As more schools are beginning to return to in-person instruction, many are going to be adopting a hybrid or blended model which usually includes a “day off” from students so that schools can be cleaned and teachers can plan and grade.
Don’t be fooled: this is not a day off for educators. We are still working, sometimes more strenuously than we do when students are in class. If you want to know what it’s really like, I encourage you to keep reading.
Here is an example of a usual Wednesday for me:
- Get to school at 7:00 and prepare for my Google Meet classes with my three blocks. This includes sending out an announcement with an agenda of what we will discuss. This might also include preparing materials to review for students to see virtually.
- While waiting for my students to come to my Google Meet at 8:00, I grade any assignments that were submitted overnight, I respond to emails from students and parents, I check attendance from the previous day (this means checking Canvas to see who has logged in since the previous evening), I send reminder emails to students who have not checked in or submitted assignments.
- I host three Google Meets during the day from 8-8:50, 9-9:50, and 11-11:50, typically with only a few students in attendance for each class. One of these meetings includes working one-on-one with a student who has difficulty transitioning from one item to the next. Oftentimes, I walk him through finding assignments on Canvas, opening assignments in his Google Drive, giving step-by-step directions for assignments (multiple times), waiting while his Wi-Fi or the school Wi-Fi catches up with what he is trying to complete, and catching up with him from the week before.
- During my planning period (10-11), I put lessons together on Canvas for the next week, which includes posting directions, attaching Docs for them to complete the assignments, and a walk-through video explaining the directions for students who need audio directions. I add rubrics for assignments that need them and insert graphics to try to make the assignments more engaging.
- After my Google Meet with each of my classes, I eat lunch, usually taking only about 15-20 minutes because of the ever growing list of things I need to do.
- From 12:30-3:15, I continue posting assignments, updating grades, responding to emails, conferencing with individual students about writing or research assignments, calling home, checking attendance, sending student email reminders about assignments, checking in with counselors and administrators about students who aren’t participating in classes, updating my Google Slides with directions for my in-person students (because, yes, I teach Monday-Tuesday and Thursday-Friday), looking ahead at the next part of my unit plans to prepare new lessons for a few weeks out, participating in required school meetings (virtually or in-person), preparing materials to send home to students who do not have Wi-Fi, and on and on.
Some people think that Wednesdays are days off for teachers. Again, looking at the way that I use my Wednesdays, teachers are using every minute in the day to provide the best possible education for their students, regardless of the fact that we see some of them in-person only two days a week and others we see when they attend Google Meet or individual conferences.

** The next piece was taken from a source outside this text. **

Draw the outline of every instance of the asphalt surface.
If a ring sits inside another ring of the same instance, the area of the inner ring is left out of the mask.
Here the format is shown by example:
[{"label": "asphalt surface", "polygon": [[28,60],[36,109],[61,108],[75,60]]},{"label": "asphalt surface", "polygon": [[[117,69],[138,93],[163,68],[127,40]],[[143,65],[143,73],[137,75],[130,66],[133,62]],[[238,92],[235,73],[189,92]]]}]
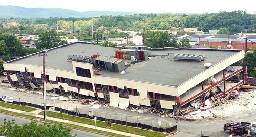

Understand that some of our students never check in for virtual meetings, they do not respond to phone calls or emails, they do not complete assignments (even when we print assignments for them to complete on paper and prepare packets for them weekly). Understand also that teachers will be responsible for doing whatever we can to ensure that students have multiple opportunities to complete assignments so that they pass our classes, including providing 2-3 alternate modes of delivery for them (virtual, on-paper, and contract).
Please tell us again that teachers’ jobs are easier this year because we are teaching virtually or because only a quarter of our students are in our classes at a time. And we are doing all of this without any hope of a COLA raise this year or in the foreseeable future.